The welding seam photos of the welding formed part are shown in fig. 2 and fig. 3, and the welding seam has no crack, undercut and recess; as shown in FIG. 4, by carrying out X-ray flaw detection on the weld joint, the quality grade of the weld joint meets the I-grade requirement of NB/T47013.2-2015; sampling the welded joint according to GB/T2651-2008, performing a transverse tensile test, breaking the welded joint on the parent metal, sequencing tensile strengths measured by the tensile piece according to numbers to be 1028MPa and 1006MPa respectively, namely the tensile strength of the parent metal, and referring to FIG. 5, wherein the tensile strength of the welded joint is higher than that of the parent metal, and the conclusion is that: and (4) passing.

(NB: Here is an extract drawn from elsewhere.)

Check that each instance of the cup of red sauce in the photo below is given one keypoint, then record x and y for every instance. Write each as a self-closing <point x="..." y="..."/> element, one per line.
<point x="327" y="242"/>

The embodiment provides a magnetic suspension superconducting low-temperature nitrogen fixation cavity which comprises a TC4 titanium alloy part welded by using the titanium alloy plate vacuum electron beam welding method.

The above description is only a preferred embodiment of the present invention, and the protection scope of the present invention is not limited to the above embodiments, and all technical solutions belonging to the idea of the present invention belong to the protection scope of the present invention. It should be noted that modifications and embellishments within the scope of the invention may occur to those skilled in the art without departing from the principle of the invention, and are considered to be within the scope of the invention.